Cuba Props Up Venezuelan Strongman By Matias Ilivitzky Dissident April 2, 2015
After a third round of negotiations between the US and Cuba, held surreptitiously in Havana on March 16, ended only a day after they started, diplomats from both sides refrained from talking to the press. That didn’t stop Cuba’s octogenarian dictator Raul Castro from publicly denouncing America for its tough stance on another brutal Latin American government–Venezuela–and suggesting that the current diplomatic failure is linked to recent American sanctions against top Venezuelan leaders.
The situation in Venezuela is quickly spiraling into chaos. Since President Nicolas Maduro took office in 2013, prices, scarcity, corruption, and political turmoil have all soared. The arbitrary and autocratic nature of the Venezuelan presidency, already inherited from Maduro’s predecessor Hugo Chavez, is again a daily reality. Pressure on independent media, incarceration of prominent opposition leaders (such as the mayor of Caracas), together with a heavy police and military presence in the streets are proof that Maduro’s regime has by now turned into a dictatorship.
Where is Venezuela learning its dirty tricks? The usual suspect in Latin America: Cuba, which has the bizarre honor of being home to the longest-surviving dictatorship in the Western Hemisphere. Since Chavez was first elected president in 1999 ties between Venezuela and Cuba have become progressively tighter. By now Cuban presence in Venezuela is widespread—there are Cuban advisors in the immigration service, the national telecommunication company, and the Interior Ministry. Perhaps most importantly there are Cuban “advisors” in Venezuela’s military, including at the highest levels. In 2009 a liaison group between the two nations’ armed forces was created. Venezuela’s previous war model had been based on American military doctrine, but changed to more closely resemble Cuban military strategy, emphasizing protracted guerilla war. Approximately 400 military advisors from the island nation give assistance to the Venezuelan presidential guard.

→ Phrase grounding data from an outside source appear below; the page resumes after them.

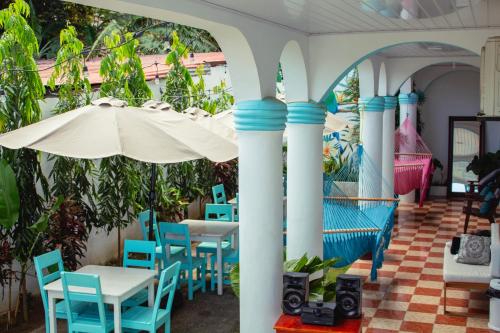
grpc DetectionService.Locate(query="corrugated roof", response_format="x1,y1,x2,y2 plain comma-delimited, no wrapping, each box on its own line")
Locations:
39,52,226,86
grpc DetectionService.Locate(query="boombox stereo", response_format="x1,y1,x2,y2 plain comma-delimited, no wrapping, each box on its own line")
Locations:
335,274,362,319
282,272,309,315
301,302,336,326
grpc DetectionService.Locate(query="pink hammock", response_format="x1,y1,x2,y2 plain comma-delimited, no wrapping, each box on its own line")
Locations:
394,118,434,207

Even the presidential “war room”—a high-tech command center used to thwart popular uprisings and repress grassroots movements—is run by Cubans. That would also explain the presence of a special group of the Cuban Revolutionary Armed Forces called the “Black Wasps,” who are helping Maduro crush protests in the streets. Venezuela’s Intelligence Agency is managed by Cuba’s military attaché. And Cuban military and intelligence advisors were sent to the Ministry of Interior and Justice, the Directorate of Military Intelligence, and various military units.
All this points to the entrenched influence of Castrist elements in Venezuela’s armed forces and, worse, the top spheres of Venezuela’s government. And as Maduro is much less charismatic and beloved than Chavez, as well as lee efficient and more authoritarian (which is no small accomplishment), his reliance on the military and the security forces is also more important to his staying in power. Therefore one tyranny reinforces another. Unfortunately the Cuban government knows only too well how to keep dissidents and demonstrators suppressed; it continues to export its tactics in order to prop up the moribund dictatorship next door, with which it shares an affinity for repressive politics and anti-American sentiment.
That’s the reason why, after the US announced sanctions on Venezuelan officials on March 9, Cuba brought the topic of its authoritarian comrade to the negotiating table. Specifically, Havana wants Washington to lift its recent sanctions against a group of Venezuelan officials accused of being a threat to US interests. Although it may seem strange for the Castros to jeopardize negotiations with the US—which promise to pay benefits while requiring almost nothing in return—the current demands on behalf of the Venezuelan administration show just how far the regime in Cuba is willing to test the Obama administration’s resolve. The US delegation, to its credit, have seemed to indicate that not everything is “on the table,” and that the issue of human rights in Venezuela will not be allowed to muddy the waters of political negotiations with Cuba.
It remains to be seen if American diplomats will state the obvious: the regime they are now negotiating so openly with bears responsibility for repression and violence not just in its own country, but throughout the region.